La sonnette d’alarme a été tirée sur le sujet avant les attentats de janvier, même si « les réactions de certains élèves au sujet de Charlie Hebdo ont permis d’ouvrir les yeux sur le fossé creusé entre une partie de la jeunesse et une autre partie de la société, et ont provoqué une prise de conscience », observe Serge Blisko, le président de la Miviludes. A l’Education nationale, le premier plan de prévention de la radicalisation date d’avril 2014. Le décompte des cas inquiétants a été instauré dans la foulée, en novembre.
Tous les enseignants, conseillers d’éducation et chefs d’établissement sont incités à faire part à leur hiérarchie, dans les rectorats, des indices laissant craindre une dérive jihadiste d’un élève, comme ils le font déjà depuis longtemps dans d’autres domaines, en signalant les cas de violences, de harcèlement ou de racket par exemple. Il peut s’agir de « discours de rejet de la société occidentale », d’un soudain repli sur soi ou d’une rupture avec les amis, l’école et la famille, précise un livret explicatif transmis aux établissements.
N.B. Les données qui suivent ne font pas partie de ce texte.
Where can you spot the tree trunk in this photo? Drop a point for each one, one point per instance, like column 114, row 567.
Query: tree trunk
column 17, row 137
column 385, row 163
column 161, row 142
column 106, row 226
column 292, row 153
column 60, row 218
« Les données qui nous remontent sont anonymisées, nous n’avons pas de fichier nominatif, précise-t-on Rue de Grenelle. Il ne s’agit pas de délation, et les enseignants l’ont compris : en signalant ces situations, ils sont dans leur rôle de protection de l’enfance. Les jeunes qui se radicalisent sont sous emprise, et en danger. » Les inspecteurs d’académie, quand ils sont saisis d’un cas préoccupant, « en font part aux cellules spécialisées de la préfecture, en lien avec le ministère de l’Intérieur, pour un éventuel suivi », poursuit-on au ministère.
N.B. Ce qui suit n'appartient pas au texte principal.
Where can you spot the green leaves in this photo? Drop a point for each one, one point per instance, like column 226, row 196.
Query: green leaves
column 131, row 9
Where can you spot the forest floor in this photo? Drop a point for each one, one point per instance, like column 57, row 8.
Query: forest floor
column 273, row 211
Depuis un an se développent des formations des cadres de l’Education nationale censées les aider à détecter les signes inquiétants. « Il ne faut pas se tromper : les discours tapageurs de certains ados sur la religion ne veulent pas dire grand-chose, observe ce proviseur de lycée. Ce sont surtout les modifications brutales de comportement qui doivent inquiéter. » Pour Serge Blisko, il faut porter attention « à l’effondrement brutal des notes, à l’absentéisme et au refus soudain de faire du sport, d’écouter de la musique, de fréquenter des camarades du sexe opposé. La radicalisation n’est pas une révolte, c’est une sorte de dépression, civique et scolaire. »
C’est la première journée de la laïcité
La date a été choisie en référence à l’anniversaire de la loi de 1905 sur la séparation des Eglises et de l’Etat : aujourd’hui, 9 décembre, se tient la première Journée nationale de la laÏcité dans les écoles. Sous certains préaux, des classes planteront des « arbres de la laïcité » quand d’autres exposeront des dessins ou des affiches illustrant la Charte de la laïcité, apposée depuis 2013 dans tous les établissements scolaires.
« Dans le secondaire, les actions prendront plutôt la forme de pièces de théâtre, de conférences et de débats », précise-t-on au ministère. Dans l’académie de Besançon, un collège a aussi invité les parents à assister à un débat orchestré par les jeunes.
Mais, s’ils sont incités à célébrer cette première journée, tous les établissements ne jouent pas le jeu. Dans certaines classes, il ne se passera rien. « La date est mal choisie : on est en plein dans les conseils de classe et les rencontres avec les parents, il y a des problèmes de discipline à régler, on a plus urgent à faire en ce moment », s’agace un professeur de banlieue parisienne. Lui préfère parler à ses élèves de laïcité et des valeurs républicaines « au quotidien », au fil des cours, plutôt que dans une journée officielle."